This step-by-step guide helps you use Auto DevOps to deploy a project hosted on GitLab.com to Google Kubernetes Engine.

You are using the GitLab native Kubernetes integration, so you don't need to create a Kubernetes cluster manually using the Google Cloud Platform console. You are creating and deploying a simple application that you create from a GitLab template.

These instructions also work for a self-managed GitLab instance; ensure your own runners are configured and Google OAuth is enabled.

Configure your Google account

Before creating and connecting your Kubernetes cluster to your GitLab project, you need a Google Cloud Platform account. Sign in with an existing Google account, such as the one you use to access Gmail or Google Drive, or create a new one.

  1. Follow the steps described in the "Before you begin" section of the Kubernetes Engine documentation to enable the required APIs and related services.
  2. Ensure you've created a billing account with Google Cloud Platform.

NOTE: Every new Google Cloud Platform (GCP) account receives $300 in credit, and in partnership with Google, GitLab is able to offer an additional $200 for new GCP accounts to get started with the GitLab integration with Google Kubernetes Engine. Follow this link and apply for credit.

Create a new project from a template

We are using a GitLab project template to get started. As the name suggests, those projects provide a bare-bones application built on some well-known frameworks.

  1. In GitLab, click the plus icon ({plus-square}) at the top of the navigation bar, and select New project.

  2. Go to the Create from template tab, where you can choose among a Ruby on Rails, Spring, or NodeJS Express project. For this tutorial, use the Ruby on Rails template.

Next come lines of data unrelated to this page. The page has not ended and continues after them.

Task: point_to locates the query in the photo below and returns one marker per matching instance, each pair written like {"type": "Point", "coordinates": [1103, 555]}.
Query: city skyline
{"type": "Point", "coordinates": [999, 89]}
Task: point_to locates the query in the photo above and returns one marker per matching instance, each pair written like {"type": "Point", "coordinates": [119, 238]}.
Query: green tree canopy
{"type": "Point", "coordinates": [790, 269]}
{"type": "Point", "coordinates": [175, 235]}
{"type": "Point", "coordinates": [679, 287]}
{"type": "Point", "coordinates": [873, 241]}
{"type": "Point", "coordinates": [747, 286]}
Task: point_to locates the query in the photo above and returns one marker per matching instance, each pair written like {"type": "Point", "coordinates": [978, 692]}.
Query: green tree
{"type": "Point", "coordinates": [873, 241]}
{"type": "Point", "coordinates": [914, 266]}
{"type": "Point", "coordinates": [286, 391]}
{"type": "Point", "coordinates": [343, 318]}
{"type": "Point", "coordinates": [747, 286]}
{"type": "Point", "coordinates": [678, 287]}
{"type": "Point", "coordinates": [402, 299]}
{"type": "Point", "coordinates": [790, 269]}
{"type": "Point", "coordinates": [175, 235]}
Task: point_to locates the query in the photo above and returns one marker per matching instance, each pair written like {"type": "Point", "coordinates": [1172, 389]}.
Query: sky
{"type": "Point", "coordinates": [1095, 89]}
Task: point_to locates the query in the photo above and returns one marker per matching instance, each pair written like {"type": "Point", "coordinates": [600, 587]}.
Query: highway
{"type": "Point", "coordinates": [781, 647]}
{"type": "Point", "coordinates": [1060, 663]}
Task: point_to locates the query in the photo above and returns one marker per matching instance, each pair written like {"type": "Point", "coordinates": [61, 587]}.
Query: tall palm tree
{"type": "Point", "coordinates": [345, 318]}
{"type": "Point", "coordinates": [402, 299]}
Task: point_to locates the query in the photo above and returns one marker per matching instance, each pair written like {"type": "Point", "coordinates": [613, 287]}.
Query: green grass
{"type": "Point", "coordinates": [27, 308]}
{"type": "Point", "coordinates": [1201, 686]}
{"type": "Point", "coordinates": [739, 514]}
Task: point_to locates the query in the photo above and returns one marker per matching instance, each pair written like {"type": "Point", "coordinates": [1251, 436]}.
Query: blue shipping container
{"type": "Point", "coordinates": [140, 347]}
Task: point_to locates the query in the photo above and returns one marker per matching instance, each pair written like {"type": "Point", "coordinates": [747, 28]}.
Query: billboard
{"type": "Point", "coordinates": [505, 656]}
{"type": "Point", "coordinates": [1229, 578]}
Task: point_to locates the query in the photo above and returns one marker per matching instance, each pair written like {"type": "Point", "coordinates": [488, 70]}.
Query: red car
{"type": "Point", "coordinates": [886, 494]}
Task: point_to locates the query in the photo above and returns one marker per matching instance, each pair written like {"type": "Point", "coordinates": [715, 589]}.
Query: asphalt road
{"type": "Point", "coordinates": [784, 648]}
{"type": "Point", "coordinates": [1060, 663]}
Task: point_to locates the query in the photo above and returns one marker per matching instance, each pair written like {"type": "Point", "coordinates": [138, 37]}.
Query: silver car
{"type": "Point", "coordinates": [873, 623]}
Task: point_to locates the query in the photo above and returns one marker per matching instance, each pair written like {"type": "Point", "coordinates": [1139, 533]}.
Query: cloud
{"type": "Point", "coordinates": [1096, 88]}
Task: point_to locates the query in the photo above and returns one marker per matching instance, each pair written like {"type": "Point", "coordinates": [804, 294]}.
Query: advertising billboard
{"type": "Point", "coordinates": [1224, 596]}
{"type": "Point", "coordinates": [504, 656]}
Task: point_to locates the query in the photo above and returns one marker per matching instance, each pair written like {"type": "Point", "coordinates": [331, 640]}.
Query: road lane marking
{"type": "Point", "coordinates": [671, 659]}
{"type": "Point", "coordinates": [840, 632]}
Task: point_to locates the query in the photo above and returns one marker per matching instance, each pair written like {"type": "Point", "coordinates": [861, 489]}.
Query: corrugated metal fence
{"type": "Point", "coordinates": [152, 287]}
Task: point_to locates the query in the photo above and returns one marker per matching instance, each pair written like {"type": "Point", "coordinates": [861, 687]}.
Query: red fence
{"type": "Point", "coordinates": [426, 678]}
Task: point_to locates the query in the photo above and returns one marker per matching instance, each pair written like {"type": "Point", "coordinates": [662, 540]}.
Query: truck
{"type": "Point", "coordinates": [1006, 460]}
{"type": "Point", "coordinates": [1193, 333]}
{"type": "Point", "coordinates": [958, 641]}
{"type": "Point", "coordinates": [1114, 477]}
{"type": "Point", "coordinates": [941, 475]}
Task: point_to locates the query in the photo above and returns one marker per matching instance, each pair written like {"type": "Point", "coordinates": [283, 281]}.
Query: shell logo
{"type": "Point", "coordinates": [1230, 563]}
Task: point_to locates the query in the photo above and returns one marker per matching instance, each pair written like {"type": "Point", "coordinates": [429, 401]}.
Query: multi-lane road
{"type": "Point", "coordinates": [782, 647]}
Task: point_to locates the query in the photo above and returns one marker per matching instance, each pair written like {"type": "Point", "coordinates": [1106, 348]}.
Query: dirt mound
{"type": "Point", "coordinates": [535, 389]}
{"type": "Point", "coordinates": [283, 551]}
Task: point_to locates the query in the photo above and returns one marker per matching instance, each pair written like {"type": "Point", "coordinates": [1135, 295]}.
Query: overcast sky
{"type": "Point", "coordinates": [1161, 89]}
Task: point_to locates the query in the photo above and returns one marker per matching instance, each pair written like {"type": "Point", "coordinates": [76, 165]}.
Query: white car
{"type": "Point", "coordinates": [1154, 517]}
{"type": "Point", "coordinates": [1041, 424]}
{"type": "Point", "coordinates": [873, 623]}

    Select project template

  3. Give your project a name, optionally a description, and make it public so that you can take advantage of the features available in the GitLab Ultimate plan.

    Create project

  4. Click Create project.

Now that you've created a project, create the Kubernetes cluster to deploy this project to.

Create a Kubernetes cluster from within GitLab

  1. On your project's landing page, click Add Kubernetes cluster (note that this option is also available when you navigate to Operations > Kubernetes).

    Project landing page

  2. On the Add a Kubernetes cluster integration page, click the Create new cluster tab, then click Google GKE.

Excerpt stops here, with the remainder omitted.